Now that the unit at least was probably in a working condition my attention went back to the module. The first order was to heat up some of the potting compound and start exploring. In short order, the window of an EPROM appeared, then the numbers from a Rockwell R6501Q microprocessor came into view. Quickly I considered my chances both sides of the PCB inside the module were populated, then took a dremel to behind the EPROM and desoldered it for dumping. It's a 2764.
Now I had FIVE EPROM images. The first two were the EPROMS from my original Mastervoice Series II, then the two EPROMs from the ECU and now this EPROM buried inside the security module.
The EPROM labeled "P08248" and "PROG" in the two units had a matching checksum A703
The EPROM labeled "V12031" in the Butler had a checksum of 2A76. The EPROM labeled "ECU" in the other had a checksum of 092B. At a glance in the editor they still however look very similar.
This new EPROM pulled out of the module (Which I will from here on call "CDKG") had a checksum of 305B but we have nothing to compare it against.
Copies of these dumps can be found in a ZIP file attached this post (as of 2023).
Curiously as I was extracting the secure EPROM I noticed other chips inside the potting as well. Figuring I had gone this far in already and I was now far past the point anyone else had ever gone I decided it was worth the effort to completely remove the potting and see what other secrets were revealed. The process would take some seven hours.
Beyond one bodge wire on the backside, the potting revealed an SN74HCT245N tri-state octal bus transceiver and an AM27A21PC 256 x 4 1024-bit bipolar PROM.
Man. I got no problems reading fairly standard EPROMs but a PROM like that? How the hell do you even *write* one of those?? Why is this even in here if you already have space for an EPROM??
My guess is that this PROM is being used as additional path logic, but as of right now I have yet to start looking how it interacts with the CPU and the ROM. Is it obfuscating the data bus for the EPROM to prevent it being easily dumped?

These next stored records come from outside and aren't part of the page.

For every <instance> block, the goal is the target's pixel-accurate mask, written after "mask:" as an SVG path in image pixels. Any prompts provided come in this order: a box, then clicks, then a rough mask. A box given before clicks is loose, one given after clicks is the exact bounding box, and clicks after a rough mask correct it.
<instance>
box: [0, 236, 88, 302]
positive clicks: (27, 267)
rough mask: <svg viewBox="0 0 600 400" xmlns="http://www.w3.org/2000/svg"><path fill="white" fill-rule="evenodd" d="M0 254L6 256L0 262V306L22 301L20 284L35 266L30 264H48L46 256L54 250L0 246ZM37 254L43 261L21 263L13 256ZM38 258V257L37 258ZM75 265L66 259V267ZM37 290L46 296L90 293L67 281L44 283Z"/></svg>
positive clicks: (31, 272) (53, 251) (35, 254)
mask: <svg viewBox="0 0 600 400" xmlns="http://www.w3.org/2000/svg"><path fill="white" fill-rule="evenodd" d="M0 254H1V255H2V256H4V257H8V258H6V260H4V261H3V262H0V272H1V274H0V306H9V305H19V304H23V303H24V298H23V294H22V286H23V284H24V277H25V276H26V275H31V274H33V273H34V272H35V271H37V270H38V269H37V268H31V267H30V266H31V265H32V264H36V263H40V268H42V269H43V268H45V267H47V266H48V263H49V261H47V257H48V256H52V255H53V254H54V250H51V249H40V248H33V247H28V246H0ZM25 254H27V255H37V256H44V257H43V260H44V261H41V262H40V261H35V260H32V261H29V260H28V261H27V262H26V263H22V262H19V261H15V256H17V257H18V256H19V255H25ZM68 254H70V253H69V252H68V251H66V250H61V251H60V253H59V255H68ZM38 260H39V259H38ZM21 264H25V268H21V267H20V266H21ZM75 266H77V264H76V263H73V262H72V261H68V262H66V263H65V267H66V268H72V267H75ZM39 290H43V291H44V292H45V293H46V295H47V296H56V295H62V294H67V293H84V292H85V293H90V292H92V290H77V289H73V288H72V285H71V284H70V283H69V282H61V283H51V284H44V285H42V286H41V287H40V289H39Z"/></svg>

Is the PIN stored in here? I feel like to proceed much further will require safely dumping that PROM and to go back and verify every other ROM I've dumped so far on the Series II was done cleanly. I can at least say the ones in the ECU were read back good. Clearly we can see that one set matched. The other is close, but something different. More research will need to be done but at the very least we've finally seen for the first time what Mastervoice was hiding inside this module and perhaps we are that much closer to finding a solution for all those systems still out there where the PINs have long been lost.